If scientific knowledge was communicated more widely, there stands the possibility that this communication could combat the ignorance of people, guide sound policymaking and garner more support for science. This can be an opportunity for scientists to find ways to inspire young minds and encourage underrepresented groups to enter the science realm. It is very important that scientists not only work in labs, but also in the public sphere. They need to put the information in the right correct context and help people understand what is unknown, known and under debate. With this information, people can formulate their own opinions and make their own decisions about these issues using the correct information.

Overall, it is necessary that scientist determine how better to communicate the information they discover and also how to accurately convey that information. It is just as important to convey information correctly, accurately and with meaning. This is to avoid facts being misapplied or twisted for or against a particular side.

 

 

Reflections on the 4 Readings

Almost all of these articles (besides Improving Scientific Communication) discuss the importance of communicating important scientific concepts to the general public in a way they can understand it. It’s apparent that some of the articles were written during one of the presidential campaigns when many politically relevant science topics are brought to light. I thought Framing Science was an interesting article because of how it argued that scientists should move away from technical aspects of their research in order to make it more accessible to the general public. While it may be true that scientists have their own language with which they discuss their concepts, I don’t think it’s far to say that scientists have to shy away from technical terms. The fact that science needs to be dumbed down (as the article makes it seem) for the general public says a lot about the state of science education in our country. Sure, the average adult won’t be able to read a scientific journal and understand it at first glace (especially since new scientific discoveries often reference work going on in the field that most people won’t be following up on), but they would be capable of understanding complex scientific theories if it is explained thoroughly and clearly in relation to current scientific discoveries.
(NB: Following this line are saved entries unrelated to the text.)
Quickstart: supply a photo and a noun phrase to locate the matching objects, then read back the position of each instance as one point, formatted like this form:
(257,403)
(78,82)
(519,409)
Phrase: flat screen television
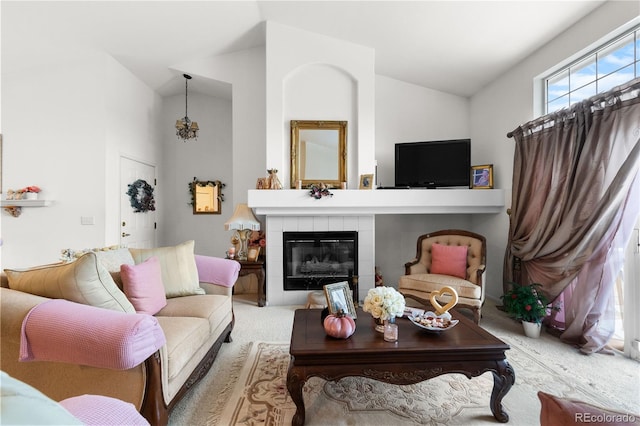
(433,164)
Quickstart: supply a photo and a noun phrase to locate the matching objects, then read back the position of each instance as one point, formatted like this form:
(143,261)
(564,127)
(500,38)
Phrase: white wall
(320,92)
(508,102)
(59,133)
(408,113)
(326,78)
(245,71)
(208,158)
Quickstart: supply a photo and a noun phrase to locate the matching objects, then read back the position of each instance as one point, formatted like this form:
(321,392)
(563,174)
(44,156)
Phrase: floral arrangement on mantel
(21,194)
(527,303)
(319,190)
(384,303)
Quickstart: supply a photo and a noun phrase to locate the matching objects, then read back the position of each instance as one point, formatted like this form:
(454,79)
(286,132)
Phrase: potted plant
(528,304)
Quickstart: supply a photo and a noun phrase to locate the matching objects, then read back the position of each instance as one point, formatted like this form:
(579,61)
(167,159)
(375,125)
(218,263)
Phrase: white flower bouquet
(384,303)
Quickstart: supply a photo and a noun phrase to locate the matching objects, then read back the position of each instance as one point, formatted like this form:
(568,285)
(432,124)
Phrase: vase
(532,329)
(379,325)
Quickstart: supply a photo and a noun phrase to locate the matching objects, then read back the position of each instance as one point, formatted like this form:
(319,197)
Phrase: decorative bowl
(431,322)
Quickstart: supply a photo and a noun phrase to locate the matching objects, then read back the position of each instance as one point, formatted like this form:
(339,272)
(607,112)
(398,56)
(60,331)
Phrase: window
(610,65)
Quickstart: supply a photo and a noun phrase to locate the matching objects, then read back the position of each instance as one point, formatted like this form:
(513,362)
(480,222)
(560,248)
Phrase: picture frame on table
(252,253)
(339,298)
(366,181)
(482,177)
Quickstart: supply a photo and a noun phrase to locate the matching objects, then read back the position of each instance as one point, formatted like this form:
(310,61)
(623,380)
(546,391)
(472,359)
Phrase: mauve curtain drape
(575,198)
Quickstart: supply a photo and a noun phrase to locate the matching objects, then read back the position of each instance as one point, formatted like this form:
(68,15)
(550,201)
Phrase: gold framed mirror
(318,152)
(206,197)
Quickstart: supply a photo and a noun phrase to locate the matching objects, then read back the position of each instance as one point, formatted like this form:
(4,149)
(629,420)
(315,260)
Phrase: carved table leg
(295,383)
(503,379)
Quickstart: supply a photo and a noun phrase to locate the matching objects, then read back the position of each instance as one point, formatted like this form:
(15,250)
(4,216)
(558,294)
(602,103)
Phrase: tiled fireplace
(314,259)
(276,269)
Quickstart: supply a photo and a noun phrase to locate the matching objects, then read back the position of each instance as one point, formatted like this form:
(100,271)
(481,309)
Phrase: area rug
(257,395)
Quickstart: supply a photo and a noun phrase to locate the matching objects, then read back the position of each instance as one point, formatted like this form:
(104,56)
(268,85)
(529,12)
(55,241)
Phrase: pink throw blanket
(63,331)
(217,270)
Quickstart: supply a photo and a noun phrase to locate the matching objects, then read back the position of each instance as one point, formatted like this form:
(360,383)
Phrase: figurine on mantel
(272,181)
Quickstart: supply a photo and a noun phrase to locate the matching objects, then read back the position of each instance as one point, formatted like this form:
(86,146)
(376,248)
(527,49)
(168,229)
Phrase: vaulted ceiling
(453,46)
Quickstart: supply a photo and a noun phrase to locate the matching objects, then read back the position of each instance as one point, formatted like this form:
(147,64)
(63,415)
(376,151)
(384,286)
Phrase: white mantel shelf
(345,202)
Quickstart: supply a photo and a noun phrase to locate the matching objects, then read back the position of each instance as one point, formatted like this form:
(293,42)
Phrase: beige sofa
(195,322)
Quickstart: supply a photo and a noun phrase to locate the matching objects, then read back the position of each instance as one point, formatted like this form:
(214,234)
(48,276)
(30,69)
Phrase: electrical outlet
(87,220)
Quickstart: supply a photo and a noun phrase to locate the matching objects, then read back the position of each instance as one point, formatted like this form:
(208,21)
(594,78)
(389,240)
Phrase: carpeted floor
(246,384)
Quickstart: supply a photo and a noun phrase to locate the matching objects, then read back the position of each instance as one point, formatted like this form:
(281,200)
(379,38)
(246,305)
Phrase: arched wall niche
(321,92)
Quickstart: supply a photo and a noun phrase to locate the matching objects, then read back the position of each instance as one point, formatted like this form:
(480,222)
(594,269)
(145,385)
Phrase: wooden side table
(257,268)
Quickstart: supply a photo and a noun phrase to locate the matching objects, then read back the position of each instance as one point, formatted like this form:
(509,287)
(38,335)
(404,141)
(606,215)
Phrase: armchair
(453,258)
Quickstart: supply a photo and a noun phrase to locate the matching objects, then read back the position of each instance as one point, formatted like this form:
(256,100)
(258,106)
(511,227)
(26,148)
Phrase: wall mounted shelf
(14,207)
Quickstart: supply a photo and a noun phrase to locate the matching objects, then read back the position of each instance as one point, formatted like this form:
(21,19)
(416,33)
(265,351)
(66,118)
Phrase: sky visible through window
(611,65)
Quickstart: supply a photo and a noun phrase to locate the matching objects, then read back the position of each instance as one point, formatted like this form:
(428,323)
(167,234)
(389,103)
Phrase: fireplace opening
(313,259)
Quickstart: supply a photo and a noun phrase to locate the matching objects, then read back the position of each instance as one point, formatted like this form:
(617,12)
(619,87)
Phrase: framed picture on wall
(482,177)
(366,181)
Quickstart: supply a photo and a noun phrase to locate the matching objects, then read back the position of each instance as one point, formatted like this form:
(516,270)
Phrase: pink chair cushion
(143,286)
(103,410)
(449,260)
(62,331)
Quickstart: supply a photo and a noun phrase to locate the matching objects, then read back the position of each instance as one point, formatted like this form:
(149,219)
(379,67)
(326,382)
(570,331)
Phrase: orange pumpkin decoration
(339,325)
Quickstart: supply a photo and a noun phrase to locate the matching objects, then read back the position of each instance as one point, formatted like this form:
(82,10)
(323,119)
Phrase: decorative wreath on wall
(141,196)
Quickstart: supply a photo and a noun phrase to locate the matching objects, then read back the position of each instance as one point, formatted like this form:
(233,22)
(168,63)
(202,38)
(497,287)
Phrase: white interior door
(137,230)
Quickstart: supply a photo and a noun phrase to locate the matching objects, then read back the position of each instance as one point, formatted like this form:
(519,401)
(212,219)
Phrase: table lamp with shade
(243,222)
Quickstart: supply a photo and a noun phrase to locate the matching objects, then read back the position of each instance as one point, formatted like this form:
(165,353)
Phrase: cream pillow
(84,281)
(178,267)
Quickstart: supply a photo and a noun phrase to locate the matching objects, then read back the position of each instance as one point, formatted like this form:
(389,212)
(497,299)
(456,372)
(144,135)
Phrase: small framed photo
(482,177)
(339,298)
(366,181)
(261,183)
(252,253)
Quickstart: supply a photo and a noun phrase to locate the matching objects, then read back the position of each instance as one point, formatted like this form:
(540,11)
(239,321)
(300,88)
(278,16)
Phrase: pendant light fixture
(185,128)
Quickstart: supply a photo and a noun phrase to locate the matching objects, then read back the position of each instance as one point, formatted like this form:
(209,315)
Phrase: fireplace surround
(352,210)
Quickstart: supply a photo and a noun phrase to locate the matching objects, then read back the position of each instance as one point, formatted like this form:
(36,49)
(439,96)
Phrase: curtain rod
(616,92)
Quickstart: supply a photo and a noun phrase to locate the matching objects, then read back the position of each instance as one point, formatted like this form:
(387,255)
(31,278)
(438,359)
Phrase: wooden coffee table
(417,356)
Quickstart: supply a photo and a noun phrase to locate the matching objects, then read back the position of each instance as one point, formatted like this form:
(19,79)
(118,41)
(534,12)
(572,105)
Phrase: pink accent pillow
(103,410)
(142,283)
(216,270)
(448,260)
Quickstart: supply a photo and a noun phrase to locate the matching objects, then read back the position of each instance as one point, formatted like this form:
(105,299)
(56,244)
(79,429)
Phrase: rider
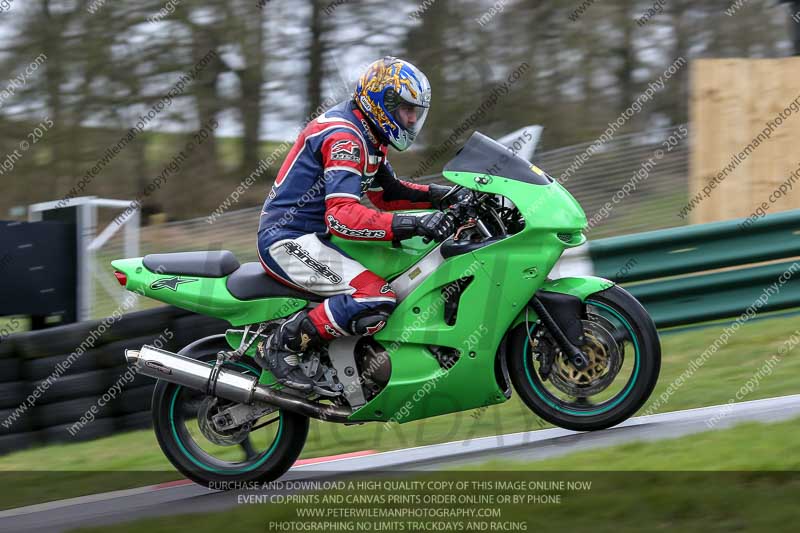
(336,159)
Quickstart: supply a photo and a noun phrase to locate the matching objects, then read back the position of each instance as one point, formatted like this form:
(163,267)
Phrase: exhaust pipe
(227,384)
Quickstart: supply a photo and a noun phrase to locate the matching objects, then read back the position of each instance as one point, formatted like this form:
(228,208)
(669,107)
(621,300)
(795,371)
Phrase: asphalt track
(185,497)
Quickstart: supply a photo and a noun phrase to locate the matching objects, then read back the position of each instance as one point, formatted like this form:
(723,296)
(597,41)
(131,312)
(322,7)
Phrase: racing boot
(280,352)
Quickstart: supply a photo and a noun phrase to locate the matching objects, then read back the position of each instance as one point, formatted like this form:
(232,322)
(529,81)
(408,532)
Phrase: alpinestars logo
(350,232)
(292,248)
(170,283)
(346,150)
(372,330)
(331,331)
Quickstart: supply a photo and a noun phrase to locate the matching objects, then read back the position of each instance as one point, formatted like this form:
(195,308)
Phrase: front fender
(581,287)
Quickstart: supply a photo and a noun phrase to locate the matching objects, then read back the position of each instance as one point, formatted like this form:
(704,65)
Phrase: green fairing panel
(381,257)
(511,270)
(535,202)
(206,296)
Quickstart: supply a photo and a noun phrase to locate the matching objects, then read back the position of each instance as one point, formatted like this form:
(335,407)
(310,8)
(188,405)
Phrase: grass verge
(716,382)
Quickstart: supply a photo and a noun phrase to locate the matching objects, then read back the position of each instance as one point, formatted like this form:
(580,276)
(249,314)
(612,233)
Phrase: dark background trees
(276,62)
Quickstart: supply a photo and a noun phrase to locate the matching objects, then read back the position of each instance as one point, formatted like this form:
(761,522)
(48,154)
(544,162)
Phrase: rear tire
(203,468)
(621,306)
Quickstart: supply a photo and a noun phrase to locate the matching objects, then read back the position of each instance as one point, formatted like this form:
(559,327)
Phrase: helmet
(388,85)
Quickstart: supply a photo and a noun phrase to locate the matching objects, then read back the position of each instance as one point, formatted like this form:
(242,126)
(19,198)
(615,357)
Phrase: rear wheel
(259,451)
(625,359)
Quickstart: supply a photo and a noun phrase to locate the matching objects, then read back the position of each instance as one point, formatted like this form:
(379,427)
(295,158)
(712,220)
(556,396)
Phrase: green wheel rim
(605,408)
(206,467)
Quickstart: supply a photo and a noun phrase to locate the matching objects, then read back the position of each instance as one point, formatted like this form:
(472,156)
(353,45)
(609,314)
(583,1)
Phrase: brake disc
(605,361)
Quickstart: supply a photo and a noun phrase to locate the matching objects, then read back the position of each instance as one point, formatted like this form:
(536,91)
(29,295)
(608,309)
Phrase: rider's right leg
(359,302)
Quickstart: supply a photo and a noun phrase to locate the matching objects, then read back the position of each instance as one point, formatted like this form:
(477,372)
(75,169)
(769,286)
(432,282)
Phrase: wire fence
(656,188)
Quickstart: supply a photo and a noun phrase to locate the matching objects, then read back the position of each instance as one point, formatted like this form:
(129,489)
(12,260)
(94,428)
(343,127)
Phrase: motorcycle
(477,317)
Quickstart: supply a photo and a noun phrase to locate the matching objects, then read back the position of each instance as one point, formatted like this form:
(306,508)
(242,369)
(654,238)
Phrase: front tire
(278,446)
(637,346)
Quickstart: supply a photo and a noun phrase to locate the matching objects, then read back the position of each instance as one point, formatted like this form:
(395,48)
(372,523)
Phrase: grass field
(634,487)
(716,382)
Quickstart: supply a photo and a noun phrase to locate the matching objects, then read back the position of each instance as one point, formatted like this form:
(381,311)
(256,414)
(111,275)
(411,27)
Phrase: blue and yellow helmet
(386,85)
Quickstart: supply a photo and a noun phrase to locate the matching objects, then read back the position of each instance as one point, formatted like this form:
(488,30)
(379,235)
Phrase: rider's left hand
(438,193)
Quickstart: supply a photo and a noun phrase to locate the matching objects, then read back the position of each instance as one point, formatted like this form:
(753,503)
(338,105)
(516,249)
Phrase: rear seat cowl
(209,264)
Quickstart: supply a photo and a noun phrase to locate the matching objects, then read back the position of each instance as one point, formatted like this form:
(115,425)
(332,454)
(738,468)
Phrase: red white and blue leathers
(335,161)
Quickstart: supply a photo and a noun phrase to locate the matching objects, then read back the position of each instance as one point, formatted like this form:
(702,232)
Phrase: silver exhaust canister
(227,384)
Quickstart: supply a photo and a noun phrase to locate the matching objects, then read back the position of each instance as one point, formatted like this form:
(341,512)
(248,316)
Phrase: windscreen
(483,155)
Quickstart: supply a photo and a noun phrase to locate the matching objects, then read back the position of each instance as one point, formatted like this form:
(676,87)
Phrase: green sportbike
(477,316)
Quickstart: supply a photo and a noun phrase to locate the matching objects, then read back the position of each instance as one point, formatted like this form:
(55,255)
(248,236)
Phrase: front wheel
(624,352)
(260,452)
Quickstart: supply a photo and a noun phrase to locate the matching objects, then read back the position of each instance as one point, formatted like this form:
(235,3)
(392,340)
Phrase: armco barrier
(710,271)
(28,359)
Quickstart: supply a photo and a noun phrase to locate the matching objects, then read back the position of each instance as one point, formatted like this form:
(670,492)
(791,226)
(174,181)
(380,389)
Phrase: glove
(437,192)
(437,226)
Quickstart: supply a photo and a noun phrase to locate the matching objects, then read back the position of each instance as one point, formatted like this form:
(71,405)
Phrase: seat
(250,282)
(213,264)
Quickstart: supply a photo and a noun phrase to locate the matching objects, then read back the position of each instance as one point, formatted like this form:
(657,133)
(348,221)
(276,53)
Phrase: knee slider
(369,322)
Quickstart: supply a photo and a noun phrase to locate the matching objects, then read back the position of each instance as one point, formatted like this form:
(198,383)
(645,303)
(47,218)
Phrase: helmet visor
(410,117)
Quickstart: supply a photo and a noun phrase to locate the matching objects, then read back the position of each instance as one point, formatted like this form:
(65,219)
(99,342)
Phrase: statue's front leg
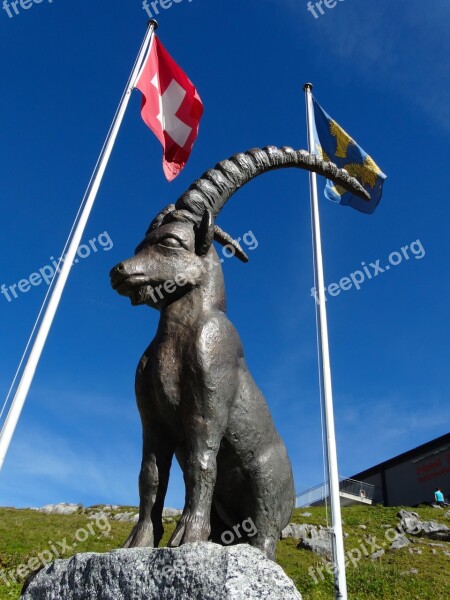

Additionally, the fact that the general public in relation to theism debates scientific theories and practices such as evolution or stem cell research says a lot about how children are being educated. I think schools should not be allowed to push Creationism as a truth and demonize the theory of evolution for being “sacrilegious.” Children should be free to learn about scientific theories (keep in mind the word theory, which implies that even these concepts are not concrete fact) without being pushed by adults to consider religious aspects. Too much emphasis is placed on religious education in schools for the general public to be able to have a proper discussion on scientific topics. Religion is pushed upon the young while they are still susceptible to influence, meaning they eventually turn into adults who don’t question what they are taught as children. If everyone was given a chance to learn about both theistic and secular concepts at a young age, they could give new theories a chance, even if it goes against their belief systems. And if everyone could consider new scientific theories for what they are saying (without concerning themselves with religious implications), there would be much more room for intelligent debate and the creating of solutions.